Bordeaux: grand city, great wine
- Recommended for:
- Food and Drink, Short Break, Mid-range
Bordeaux's city centre, with its 18th-century architecture, has recently become a UNESCO World Heritage Site. It's also a great base for visiting the local vineyards
When I think of Bordeaux, wine comes to mind. So I was pleasantly surprised to find that the city itself is an 18th-century architectural gem. The neo-classical Grand Theatre, with its 12 towering columns topped with gargoyles, is a fitting centre. In its portals, the Café Louis is very ornate, with high ceiling and chandeliers. The tourist office, rather than hidden away down some side street, is centrally positioned opposite the Wine Council, and very active.
A few doors away from the tourist office, you'll find constant queues at the non-bookable L’Entrecôte, a restaurant that has a fixed price menu for under €20, serving entrecote steak, French fries, a green salad and dessert.
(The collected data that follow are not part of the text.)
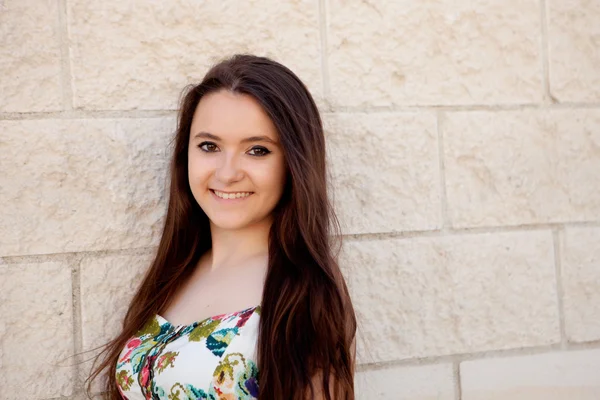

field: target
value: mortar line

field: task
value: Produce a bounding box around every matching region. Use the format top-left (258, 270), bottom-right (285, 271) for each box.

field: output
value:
top-left (539, 0), bottom-right (555, 104)
top-left (0, 109), bottom-right (177, 120)
top-left (341, 220), bottom-right (600, 242)
top-left (436, 111), bottom-right (450, 231)
top-left (3, 102), bottom-right (600, 121)
top-left (70, 254), bottom-right (85, 396)
top-left (2, 245), bottom-right (157, 264)
top-left (356, 340), bottom-right (600, 372)
top-left (318, 0), bottom-right (331, 109)
top-left (552, 228), bottom-right (568, 349)
top-left (57, 0), bottom-right (74, 110)
top-left (453, 361), bottom-right (462, 400)
top-left (323, 102), bottom-right (600, 112)
top-left (3, 220), bottom-right (600, 262)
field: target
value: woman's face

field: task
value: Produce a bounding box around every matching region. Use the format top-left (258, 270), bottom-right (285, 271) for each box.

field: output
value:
top-left (188, 90), bottom-right (286, 231)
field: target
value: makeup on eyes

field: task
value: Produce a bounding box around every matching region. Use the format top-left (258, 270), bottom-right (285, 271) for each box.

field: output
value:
top-left (247, 146), bottom-right (271, 156)
top-left (198, 141), bottom-right (272, 157)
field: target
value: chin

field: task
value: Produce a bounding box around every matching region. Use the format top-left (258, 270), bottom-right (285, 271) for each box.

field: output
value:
top-left (209, 217), bottom-right (253, 231)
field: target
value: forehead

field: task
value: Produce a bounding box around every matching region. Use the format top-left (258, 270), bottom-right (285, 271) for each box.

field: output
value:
top-left (190, 90), bottom-right (278, 141)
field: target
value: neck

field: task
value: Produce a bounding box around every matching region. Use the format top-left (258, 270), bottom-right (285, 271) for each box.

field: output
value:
top-left (206, 216), bottom-right (272, 271)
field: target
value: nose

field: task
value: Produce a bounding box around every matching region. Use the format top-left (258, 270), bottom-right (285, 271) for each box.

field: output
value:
top-left (214, 152), bottom-right (244, 184)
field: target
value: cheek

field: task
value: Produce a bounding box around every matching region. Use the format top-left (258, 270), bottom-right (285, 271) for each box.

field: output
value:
top-left (254, 159), bottom-right (285, 195)
top-left (188, 154), bottom-right (213, 184)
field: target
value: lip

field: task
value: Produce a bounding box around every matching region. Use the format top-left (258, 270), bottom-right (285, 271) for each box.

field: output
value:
top-left (210, 189), bottom-right (254, 202)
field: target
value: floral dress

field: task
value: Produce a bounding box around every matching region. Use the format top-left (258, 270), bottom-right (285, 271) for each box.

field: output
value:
top-left (116, 305), bottom-right (261, 400)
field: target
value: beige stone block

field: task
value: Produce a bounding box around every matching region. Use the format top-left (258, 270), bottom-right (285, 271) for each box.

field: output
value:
top-left (443, 110), bottom-right (600, 228)
top-left (0, 0), bottom-right (62, 112)
top-left (67, 0), bottom-right (322, 110)
top-left (548, 0), bottom-right (600, 102)
top-left (0, 316), bottom-right (4, 399)
top-left (342, 231), bottom-right (559, 363)
top-left (78, 252), bottom-right (152, 393)
top-left (560, 227), bottom-right (600, 343)
top-left (327, 0), bottom-right (542, 107)
top-left (0, 118), bottom-right (173, 256)
top-left (356, 363), bottom-right (454, 400)
top-left (325, 112), bottom-right (441, 234)
top-left (80, 252), bottom-right (152, 351)
top-left (461, 349), bottom-right (600, 400)
top-left (0, 262), bottom-right (73, 397)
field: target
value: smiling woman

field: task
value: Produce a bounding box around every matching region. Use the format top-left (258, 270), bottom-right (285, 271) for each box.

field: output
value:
top-left (188, 91), bottom-right (286, 232)
top-left (86, 54), bottom-right (357, 400)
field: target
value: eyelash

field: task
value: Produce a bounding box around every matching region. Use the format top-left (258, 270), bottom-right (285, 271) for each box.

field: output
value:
top-left (197, 141), bottom-right (271, 157)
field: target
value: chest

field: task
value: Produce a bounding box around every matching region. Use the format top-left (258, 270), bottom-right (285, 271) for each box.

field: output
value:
top-left (162, 263), bottom-right (266, 327)
top-left (116, 306), bottom-right (261, 399)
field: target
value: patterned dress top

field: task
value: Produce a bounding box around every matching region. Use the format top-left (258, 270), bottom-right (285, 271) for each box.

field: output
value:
top-left (116, 305), bottom-right (261, 399)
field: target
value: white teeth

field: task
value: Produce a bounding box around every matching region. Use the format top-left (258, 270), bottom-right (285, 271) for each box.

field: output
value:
top-left (213, 190), bottom-right (251, 199)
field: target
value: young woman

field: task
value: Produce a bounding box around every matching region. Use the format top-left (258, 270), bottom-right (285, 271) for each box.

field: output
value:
top-left (87, 54), bottom-right (357, 400)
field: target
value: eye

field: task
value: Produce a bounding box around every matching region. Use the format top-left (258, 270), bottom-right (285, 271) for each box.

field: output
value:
top-left (198, 141), bottom-right (219, 152)
top-left (247, 146), bottom-right (271, 157)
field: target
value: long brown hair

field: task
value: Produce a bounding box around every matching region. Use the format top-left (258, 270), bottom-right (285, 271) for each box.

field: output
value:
top-left (86, 54), bottom-right (356, 399)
The baroque architecture of the Stock Exchange buildings is reflected in the water of the city’s latest tourist attraction, a large expanse of water. From time to time fountains appear, but when they disappear both children and grown-ups alike rush in to play or have their photograph taken. This piece of art is on the promenade near to the River Garonne, where at weekends the locals come to stroll. Nearby is Bar Castan, one of the city's oldest cafes, which has retained its Art Nouveau decoration, and is somewhere to stop for a coffee or Lillet, the local aperitif.
Electric trains make getting around fairly easy. We took one of these to visit the latest development. The warehouses in the north of the city bordering the river have now been turned into trendy shops and restaurants. Young people are sunning themselves on loungers, exotic looking drinks at their side. Bordeaux is a university town so there are lots of affordable places to eat as well as the more chic eateries. The warehouse district is definitely for the hip and trendy.
Bordeaux has its fair share of museums, and admission at most of them is free for the permanent exhibitions. With so little time and so much to see, I decided to join one of the many organised tours that homes in on the regional food and wine. The CIVB or Wine Council, an imposing but rather bland-looking building opposite the tourist office, also doubles as a very modern wine bar. If it wasn’t part of my tour, I’m sure I wouldn’t have known to go there. It is well worth a visit as although it is informal, it is unique, with sommeliers to help you choose the wine. As well as running comprehensive wine courses, there are also short two-hour sessions.
It was also on the walk that I found out what makes Bordeaux-style entrecôte steak so special (it is grilled over vine-prunings) and was told about the restaurant Baud & Millet, which specialises in cheese and wine. Hidden in a back street and with very few tables, its cellar houses an enormous cold room in which are displayed over 50 different types of cheese. This is very much a neighbourhood restaurant where, while we were eating, locals popped in for a glass of wine and a chat with the owner. Apart from choosing the cheese, another delight was tasting, on the owner’s recommendation, suitable wines to go with the cheese. On the way home we passed Chez Pom Pom, which had crowds of young people standing outside on the pavement and is obviously the “in” trendy place to hang out.
There are numerous excursions available to the wine regions of Bordeaux - Médoc, St. Emilion, Sauternes - as well as itineraries for those who choose to make their own way there. A short break to Bordeaux made me eager to return for a visit to some of the vineyards.